This weekend was Midsommarfest, the annual street fair in my (ancestrally Swedish) neighborhood. The theater where I work was supposed to have a table there in a booth with a few other nonprofits, a “Fliers! T-shirts! Raffle tickets!” kind of thing. Saturday morning we arrived at the nonprofit booth to find that several other neighborhood nonprofits had already arranged their displays and wares on all available table space. Holding armfuls of merchandise and papers, plus a hollow plastic hen (receptacle for all completed raffle tickets), I was troubled. A large, glossy-tan booming-voiced man from a local community counsel declared, “Didn’t y’all hear? We only get half a table each this year.” The three other nonprofits looked around sheepishly. I adopted a deer-in-headlights look. An elderly man and woman from the Edgewater Historical Society started slowly condensing their large science-fair-sized display into one half of a table. The elderly fellow pointed at my companion, a young red-haired man with a rolling suitcase full of t-shirts. “The girl can stay. No room for you though.” We chuckled like he was kidding and set up, moving piles of fliers and raffle tickets slightly left and slightly right as though square centimeters were the last food on the island.
I found two reps from the event company running the street fair.
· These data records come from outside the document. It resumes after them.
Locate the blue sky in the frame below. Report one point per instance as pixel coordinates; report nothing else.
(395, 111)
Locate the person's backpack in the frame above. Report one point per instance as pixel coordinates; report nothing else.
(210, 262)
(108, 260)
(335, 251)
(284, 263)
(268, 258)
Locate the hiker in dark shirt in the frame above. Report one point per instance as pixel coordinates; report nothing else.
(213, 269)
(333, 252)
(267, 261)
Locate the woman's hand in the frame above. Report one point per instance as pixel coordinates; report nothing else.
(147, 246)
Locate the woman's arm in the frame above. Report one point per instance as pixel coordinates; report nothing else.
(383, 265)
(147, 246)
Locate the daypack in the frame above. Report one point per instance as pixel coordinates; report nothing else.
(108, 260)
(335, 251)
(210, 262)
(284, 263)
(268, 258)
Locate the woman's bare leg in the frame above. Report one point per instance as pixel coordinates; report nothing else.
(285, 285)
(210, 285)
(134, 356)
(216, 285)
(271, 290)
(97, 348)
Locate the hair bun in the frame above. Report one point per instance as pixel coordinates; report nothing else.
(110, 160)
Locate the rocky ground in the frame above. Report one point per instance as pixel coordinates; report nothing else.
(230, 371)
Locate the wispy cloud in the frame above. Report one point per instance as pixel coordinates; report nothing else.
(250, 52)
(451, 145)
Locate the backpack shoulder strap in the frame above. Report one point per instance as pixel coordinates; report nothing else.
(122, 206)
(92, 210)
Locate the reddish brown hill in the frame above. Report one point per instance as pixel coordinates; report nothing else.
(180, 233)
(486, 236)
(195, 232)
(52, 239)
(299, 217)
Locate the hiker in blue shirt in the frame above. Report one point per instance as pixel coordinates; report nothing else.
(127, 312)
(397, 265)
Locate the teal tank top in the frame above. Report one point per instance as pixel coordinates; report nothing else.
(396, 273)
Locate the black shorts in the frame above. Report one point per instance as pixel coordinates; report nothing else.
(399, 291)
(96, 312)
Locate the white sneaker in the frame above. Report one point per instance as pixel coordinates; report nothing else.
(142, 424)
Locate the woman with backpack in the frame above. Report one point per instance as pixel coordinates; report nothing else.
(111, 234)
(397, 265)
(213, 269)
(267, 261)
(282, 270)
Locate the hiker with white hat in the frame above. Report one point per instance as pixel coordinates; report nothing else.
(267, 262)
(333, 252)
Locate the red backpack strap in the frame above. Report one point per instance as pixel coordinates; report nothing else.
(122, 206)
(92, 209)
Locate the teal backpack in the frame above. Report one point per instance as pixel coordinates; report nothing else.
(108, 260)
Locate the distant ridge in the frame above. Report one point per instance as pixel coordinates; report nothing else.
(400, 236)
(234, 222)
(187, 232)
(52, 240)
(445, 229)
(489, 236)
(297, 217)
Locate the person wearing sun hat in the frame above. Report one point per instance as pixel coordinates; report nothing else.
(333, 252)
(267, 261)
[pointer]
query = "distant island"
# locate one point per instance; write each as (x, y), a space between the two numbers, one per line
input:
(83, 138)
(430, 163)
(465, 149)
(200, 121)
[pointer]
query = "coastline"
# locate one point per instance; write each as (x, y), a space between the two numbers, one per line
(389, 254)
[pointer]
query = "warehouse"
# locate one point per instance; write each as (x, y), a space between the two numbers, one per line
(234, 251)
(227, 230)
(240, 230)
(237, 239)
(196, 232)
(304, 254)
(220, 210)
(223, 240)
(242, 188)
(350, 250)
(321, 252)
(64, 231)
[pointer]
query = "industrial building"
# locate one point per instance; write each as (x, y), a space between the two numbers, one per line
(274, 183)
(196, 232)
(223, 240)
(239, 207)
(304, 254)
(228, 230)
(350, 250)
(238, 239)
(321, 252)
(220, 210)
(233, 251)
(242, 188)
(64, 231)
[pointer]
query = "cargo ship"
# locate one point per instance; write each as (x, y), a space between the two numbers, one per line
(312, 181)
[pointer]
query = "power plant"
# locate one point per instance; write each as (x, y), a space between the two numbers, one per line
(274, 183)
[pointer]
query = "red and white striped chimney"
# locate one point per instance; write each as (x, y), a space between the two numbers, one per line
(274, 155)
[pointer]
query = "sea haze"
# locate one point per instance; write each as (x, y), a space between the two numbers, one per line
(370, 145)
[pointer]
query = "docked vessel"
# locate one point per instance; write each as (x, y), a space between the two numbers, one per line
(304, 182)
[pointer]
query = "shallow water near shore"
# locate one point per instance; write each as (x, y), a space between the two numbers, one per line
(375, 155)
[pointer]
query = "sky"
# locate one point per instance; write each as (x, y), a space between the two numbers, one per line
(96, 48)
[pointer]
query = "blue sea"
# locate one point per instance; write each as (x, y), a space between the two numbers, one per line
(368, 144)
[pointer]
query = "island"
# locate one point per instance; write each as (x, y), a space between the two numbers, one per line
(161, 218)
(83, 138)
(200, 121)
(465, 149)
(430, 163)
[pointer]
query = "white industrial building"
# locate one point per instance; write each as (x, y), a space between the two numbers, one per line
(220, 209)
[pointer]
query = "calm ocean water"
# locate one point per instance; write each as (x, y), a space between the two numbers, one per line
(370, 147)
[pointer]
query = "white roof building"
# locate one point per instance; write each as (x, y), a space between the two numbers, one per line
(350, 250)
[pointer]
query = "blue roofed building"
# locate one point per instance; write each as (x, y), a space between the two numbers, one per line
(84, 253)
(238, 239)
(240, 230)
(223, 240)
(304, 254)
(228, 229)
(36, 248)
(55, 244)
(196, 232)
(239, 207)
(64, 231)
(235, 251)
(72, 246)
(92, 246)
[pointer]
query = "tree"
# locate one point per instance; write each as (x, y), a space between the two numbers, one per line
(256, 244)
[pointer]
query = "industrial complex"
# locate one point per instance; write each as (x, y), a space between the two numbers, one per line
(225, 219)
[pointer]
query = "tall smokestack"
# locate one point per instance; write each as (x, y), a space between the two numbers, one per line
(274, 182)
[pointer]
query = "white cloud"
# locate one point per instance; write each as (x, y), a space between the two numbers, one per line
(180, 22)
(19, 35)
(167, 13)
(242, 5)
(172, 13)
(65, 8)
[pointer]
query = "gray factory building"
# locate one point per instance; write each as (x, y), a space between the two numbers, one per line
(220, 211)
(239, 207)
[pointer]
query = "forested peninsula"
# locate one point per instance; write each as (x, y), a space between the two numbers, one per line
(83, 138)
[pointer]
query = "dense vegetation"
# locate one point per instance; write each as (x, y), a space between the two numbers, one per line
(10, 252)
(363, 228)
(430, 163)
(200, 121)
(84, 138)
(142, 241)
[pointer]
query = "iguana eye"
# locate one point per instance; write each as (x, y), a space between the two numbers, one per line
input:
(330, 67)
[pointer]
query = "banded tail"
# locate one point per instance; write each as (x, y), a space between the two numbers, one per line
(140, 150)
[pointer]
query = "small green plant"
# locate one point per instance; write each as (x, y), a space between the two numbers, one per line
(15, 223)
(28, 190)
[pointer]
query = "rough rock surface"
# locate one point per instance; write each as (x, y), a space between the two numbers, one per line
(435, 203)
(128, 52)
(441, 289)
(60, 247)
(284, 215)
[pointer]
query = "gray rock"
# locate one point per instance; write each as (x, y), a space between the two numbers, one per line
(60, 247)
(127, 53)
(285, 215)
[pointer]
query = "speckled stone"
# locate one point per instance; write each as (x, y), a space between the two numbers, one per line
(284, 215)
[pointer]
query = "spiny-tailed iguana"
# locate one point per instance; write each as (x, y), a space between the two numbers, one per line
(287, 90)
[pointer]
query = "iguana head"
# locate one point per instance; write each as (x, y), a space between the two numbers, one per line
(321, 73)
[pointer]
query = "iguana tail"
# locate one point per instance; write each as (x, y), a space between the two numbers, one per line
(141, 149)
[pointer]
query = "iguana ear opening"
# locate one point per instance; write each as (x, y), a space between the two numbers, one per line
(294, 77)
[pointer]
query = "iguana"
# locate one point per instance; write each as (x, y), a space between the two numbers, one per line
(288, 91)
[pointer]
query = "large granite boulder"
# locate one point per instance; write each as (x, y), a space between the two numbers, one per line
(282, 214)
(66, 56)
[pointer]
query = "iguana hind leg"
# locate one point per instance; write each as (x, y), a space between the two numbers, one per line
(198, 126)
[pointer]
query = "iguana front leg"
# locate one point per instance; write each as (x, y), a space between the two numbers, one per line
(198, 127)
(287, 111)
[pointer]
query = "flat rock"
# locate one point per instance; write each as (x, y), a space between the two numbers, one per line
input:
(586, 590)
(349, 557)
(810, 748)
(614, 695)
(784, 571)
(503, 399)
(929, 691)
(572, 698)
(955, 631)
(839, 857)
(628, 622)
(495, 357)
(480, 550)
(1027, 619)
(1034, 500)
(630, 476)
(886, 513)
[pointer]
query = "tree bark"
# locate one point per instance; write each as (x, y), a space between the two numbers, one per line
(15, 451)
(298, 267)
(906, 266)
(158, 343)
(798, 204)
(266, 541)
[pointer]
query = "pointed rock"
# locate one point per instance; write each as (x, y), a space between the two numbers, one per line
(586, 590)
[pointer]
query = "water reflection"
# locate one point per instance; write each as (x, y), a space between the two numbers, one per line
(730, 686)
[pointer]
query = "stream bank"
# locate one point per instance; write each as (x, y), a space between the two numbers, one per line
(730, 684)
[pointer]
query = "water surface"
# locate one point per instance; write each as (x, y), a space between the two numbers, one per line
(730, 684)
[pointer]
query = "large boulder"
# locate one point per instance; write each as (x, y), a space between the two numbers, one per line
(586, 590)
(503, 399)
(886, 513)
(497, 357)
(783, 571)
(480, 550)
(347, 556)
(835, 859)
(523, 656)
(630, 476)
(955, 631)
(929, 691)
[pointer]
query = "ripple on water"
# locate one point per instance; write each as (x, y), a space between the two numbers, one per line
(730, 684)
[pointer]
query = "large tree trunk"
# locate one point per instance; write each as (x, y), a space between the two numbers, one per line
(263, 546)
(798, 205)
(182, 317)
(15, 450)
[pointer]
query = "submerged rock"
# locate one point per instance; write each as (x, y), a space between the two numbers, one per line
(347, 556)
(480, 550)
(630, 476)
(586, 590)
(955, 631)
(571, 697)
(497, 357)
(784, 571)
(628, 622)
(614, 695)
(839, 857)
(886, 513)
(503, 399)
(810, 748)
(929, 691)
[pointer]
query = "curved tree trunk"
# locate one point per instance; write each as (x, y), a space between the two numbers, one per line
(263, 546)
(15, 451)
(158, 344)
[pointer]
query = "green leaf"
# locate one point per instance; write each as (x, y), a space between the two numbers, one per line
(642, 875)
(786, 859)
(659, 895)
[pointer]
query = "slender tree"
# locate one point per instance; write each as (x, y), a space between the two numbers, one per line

They were approximately 16 years old and wearing shiny lip gloss and tight t-shirts with the name of the event company on them. They had another space for us, a large space. But no canopy. As it was approximately 100 degrees in bright sunlight, this too was troubling. Especially since we’d paid for a space with a canopy, being fair-skinned theater wimps. But we packed our things, moved them to Space 2, a luxuriously large space. A patch of pavement with a beat-up folding table in it. Home. Without a roof. A half-hour later, the sixteen year-olds returned with a canopy that they’d borrowed from the people running some of the concerts, a bright blue overheard tent called “family-style gazebo” on the vinyl zip case. Sweet. For the next four hours, we were lounging amidst the glory of Midsommarfest.
But this was a 2-day street fair. And there were thunderstorms overnight. And we arrived Sunday morning to find that our borrowed, blue family-style gazebo had completely bent and blown up against the side of the Alamo Shoe Store. It was still raining and storming, we were again carrying armfuls of supplies, and now our loaner roof was in a tangle of angular metal and canvas.
Kevin had volunteered to help me carry stuff over that morning, and I bet he immediately regretted it, because we were then stuck trying to track down those sixteen year-olds to tell them, Yo. This tent. It’s busted. And we don’t know whose it is.
Two hours later, the rains had mostly stopped and we were back in the nonprofit booth. The Edgewater Historical Society hadn’t shown up for day 2. So we could have the whole table. At 1pm, I made an executive decision to simply go home. I only went back to the street fair that night, for a margarita and to listen to Hairbanger’s Ball sing that song about pouring some sugar on me.